Here's a step-by-step breakdown:

  1. Get the Service Principal Object ID Parameter Setup: Accepts an application ID $APP_ID. Service Principal Lookup: Uses the Azure CLI command az ad sp show to fetch details about the service principal associated with the given application ID. The output is in JSON format and is converted to a PowerShell object for easier manipulation. The service principal's object ID is extracted and stored in $SP_ASSIGNEE_OBJECT_ID.

  2. Define Roles to Assign Current Subscription ID: Retrieves the current Azure subscription ID using az account show. This ID is used to define the scope for role assignments. Roles to Assign: Defines an array of roles $ROLES_TO_ASSIGN that should be assigned to the service principal. Each role is associated with a scope, typically at the subscription level in this script.

  3. Compare Existing Role Assignments Fetch Existing Assignments: Lists the current role assignments for the service principal using az role assignment list, filtering the output to include the role name, role ID, and scope. This information is converted from JSON to a PowerShell object. Identify Roles to Remove: Compares the existing role assignments against the desired roles defined in $ROLES_TO_ASSIGN. Roles that are currently assigned but not in the desired list are marked for removal.

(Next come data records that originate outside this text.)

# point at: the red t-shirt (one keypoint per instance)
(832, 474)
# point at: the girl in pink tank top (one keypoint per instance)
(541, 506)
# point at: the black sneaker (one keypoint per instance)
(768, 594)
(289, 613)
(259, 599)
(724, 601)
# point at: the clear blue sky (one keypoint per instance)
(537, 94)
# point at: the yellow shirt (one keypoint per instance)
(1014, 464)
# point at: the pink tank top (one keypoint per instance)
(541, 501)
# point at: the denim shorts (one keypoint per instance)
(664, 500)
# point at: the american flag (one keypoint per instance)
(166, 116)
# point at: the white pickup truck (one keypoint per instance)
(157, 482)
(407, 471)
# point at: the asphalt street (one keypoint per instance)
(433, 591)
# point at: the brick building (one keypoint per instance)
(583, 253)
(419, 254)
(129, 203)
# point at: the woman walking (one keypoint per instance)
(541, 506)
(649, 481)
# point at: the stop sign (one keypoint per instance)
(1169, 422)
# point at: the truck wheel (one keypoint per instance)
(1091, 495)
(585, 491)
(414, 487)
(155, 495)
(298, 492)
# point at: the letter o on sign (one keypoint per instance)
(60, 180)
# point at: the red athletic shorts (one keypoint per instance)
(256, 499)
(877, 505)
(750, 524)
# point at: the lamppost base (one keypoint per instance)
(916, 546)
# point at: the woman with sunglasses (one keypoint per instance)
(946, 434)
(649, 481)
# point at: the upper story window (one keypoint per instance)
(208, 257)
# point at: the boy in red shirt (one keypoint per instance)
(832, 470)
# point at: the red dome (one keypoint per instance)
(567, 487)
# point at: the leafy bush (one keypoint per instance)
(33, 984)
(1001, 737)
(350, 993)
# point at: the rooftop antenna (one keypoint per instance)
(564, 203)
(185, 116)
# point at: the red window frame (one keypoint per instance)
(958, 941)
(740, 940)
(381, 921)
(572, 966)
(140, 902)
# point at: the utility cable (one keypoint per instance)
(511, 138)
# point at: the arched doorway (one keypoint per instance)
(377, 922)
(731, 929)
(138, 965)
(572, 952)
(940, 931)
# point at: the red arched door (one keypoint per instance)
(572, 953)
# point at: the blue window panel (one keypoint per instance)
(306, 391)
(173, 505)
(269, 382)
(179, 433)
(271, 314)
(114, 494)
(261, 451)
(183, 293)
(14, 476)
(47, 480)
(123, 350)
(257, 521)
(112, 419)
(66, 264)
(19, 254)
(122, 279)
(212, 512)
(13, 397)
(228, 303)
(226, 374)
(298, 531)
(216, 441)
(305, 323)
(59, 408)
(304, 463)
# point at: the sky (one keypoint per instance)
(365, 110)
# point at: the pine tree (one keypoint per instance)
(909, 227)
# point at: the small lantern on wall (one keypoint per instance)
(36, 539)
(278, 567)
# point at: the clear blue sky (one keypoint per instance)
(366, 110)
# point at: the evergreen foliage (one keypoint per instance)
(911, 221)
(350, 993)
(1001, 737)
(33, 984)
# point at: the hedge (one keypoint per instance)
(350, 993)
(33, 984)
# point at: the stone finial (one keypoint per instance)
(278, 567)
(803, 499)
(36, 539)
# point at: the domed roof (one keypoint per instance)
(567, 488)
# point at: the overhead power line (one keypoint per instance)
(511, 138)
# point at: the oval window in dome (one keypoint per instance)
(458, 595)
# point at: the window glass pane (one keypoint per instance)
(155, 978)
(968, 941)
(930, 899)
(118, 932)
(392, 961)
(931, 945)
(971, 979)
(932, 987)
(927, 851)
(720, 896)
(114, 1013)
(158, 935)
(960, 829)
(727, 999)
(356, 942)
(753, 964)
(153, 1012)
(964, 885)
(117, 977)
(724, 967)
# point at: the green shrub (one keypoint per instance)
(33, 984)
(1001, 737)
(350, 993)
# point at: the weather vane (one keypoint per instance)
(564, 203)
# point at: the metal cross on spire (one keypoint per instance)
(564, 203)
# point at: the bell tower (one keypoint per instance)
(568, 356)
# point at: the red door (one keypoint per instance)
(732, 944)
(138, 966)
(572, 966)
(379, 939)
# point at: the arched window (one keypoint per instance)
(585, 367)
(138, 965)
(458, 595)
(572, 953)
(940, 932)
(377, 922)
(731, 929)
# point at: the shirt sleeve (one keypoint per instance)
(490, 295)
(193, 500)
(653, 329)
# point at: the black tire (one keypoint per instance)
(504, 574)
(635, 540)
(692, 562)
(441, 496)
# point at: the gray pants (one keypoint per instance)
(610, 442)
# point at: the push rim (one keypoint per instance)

  4. Remove Unwanted Roles Deletion of Roles: For each role identified as no longer needed, the script uses az role assignment delete to remove the assignment from the service principal. It iterates over $ROLES_TO_REMOVE and deletes each role based on its role ID and scope.

  5. Assign Specified Roles Role Assignment: Finally, the script assigns each role defined in $ROLES_TO_ASSIGN to the service principal. It loops over the array, creating a role assignment for each role using az role assignment create. The command specifies the role, the service principal's object ID, the principal type (ServicePrincipal), and the scope of the assignment (usually the subscription).

Summary

This script ensures that a specific service principal has precisely the roles defined in the $ROLES_TO_ASSIGN array, within the context of the current Azure subscription. It removes any existing role assignments not listed and adds any that are missing. This can be particularly useful for managing access control in automated deployment scripts or in scenarios where access needs to be strictly controlled and updated programmatically.